Missouri Public Service Commission Announces New Chairman 

Missouri Governor Jay Nixon recently appointed Kevin Gunn as the new chairman of the Missouri Public Service Commission. Chairman Gunn will replace Robert M. Clayton III, who will remain on the Commission. 

Chairman Gunn was appointed to the Commission in 2008 to a six-year term. Prior to that appointment, Chairman Gunn was an attorney in St. Louis. He received his bachelor’s degree from American University and his law degree from Saint Louis University School of Law.

In commenting on the appointment, Governor Nixon stated that

Kevin Gunn has experience and vision that will be invaluable as we formulate Missouri’s energy policy for the coming decades. A key part of that will be wise investment in renewable energy sources, and Kevin will give us strong leadership on that issue. I appreciate Commissioner Robert Clayton’s service as chairman of the PSC for the past two years in standing up for the fair treatment of Missouri energy consumers, and look forward to his continued good work on the commission.

Missouri RES Provisions Still in Flux

As I briefly mentioned above, in 2008, Missouri voters approved ballot initiative Proposition C by 66% of the vote. Proposition C requires electric utilities to obtain 15% of their electricity from renewable sources by 2021, and includes a cost cap that limited the increase to retail rates resulting from compliance with the mandate to an average annual 1%. However, the language of the ballot measure was ambiguous, and a controversy over the voters’ intent continues to be debated by legislators as they work to clarify the statute.

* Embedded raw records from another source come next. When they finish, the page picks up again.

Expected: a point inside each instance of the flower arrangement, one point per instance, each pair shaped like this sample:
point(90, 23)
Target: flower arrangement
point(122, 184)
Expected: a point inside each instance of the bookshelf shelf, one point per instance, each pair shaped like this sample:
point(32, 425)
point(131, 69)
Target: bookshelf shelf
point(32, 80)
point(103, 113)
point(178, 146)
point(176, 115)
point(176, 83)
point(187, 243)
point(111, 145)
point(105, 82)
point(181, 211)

There are a number of issues at the heart of this debate, but perhaps the most contentious is whether the renewable energy has to be generated in or delivered to Missouri, as opposed to allowing a Missouri utility to buy a REC (renewable energy credit) from another location in order to meet the RES requirement. 

I have discussed the importance of geographic sourcing requirements before, and this is yet another excellent example of how important the issue can be in practice.  Public utilities justifiably want to purchase RECs from projects located in other states, because those RECs are almost always cheaper than building their own generation or buying RECs from projects within Missouri.  Nonetheless, allowing for the purchase of out of state RECs effectively destroys the incentive to develop renewable projects within the states, as there is no longer any guarantee for project developers that the energy that they generate will be purchased by the utilities.

To address the contentious issues surrounding the RES, the Missouri Speaker of the House formed a Special Committee on Renewable Energy and appointed Representative Jason Holsman, a Democrat from Jackson County, to chair the Committee.  Rep. Holsman, a supporter of renewable energy, filed legislation (HB 613) to address the Prop C issues.   Among other things, this legislation specified that utilities can only satisfy their RES requirement with energy that is generated within the state, or energy that can serve Missouri customers. 

To complicate the political dynamics on this issue, a nuclear cost recovery bill was also proposed that, in many peoples’ eyes, may have hindered passage of HB 613. Through this bill, Ameren and the other regulated electric utilities, the electric cooperatives, and the municipal utilities proposed allowing Ameren to recover the costs of obtaining an early site permit from ratepayers for the construction of a new nuclear plant. There was strong opposition to the bill from certain members of the Senate and all efforts to move the bill forward were stalled. Though the two bills were unrelated on their face, the nuclear bill and the renewable energy bill have been indirectly associated with one another, and a loss of momentum for the nuclear bill harmed the chances of any success for the Proposition C revisions.

Ultimately, it will still be a while longer before we know the fate of Missouri’s Renewable Energy Standard.  The Missouri legislative session concluded on May 13, 2011, and no progress was made on either of the bills prior to the conclusion of the session.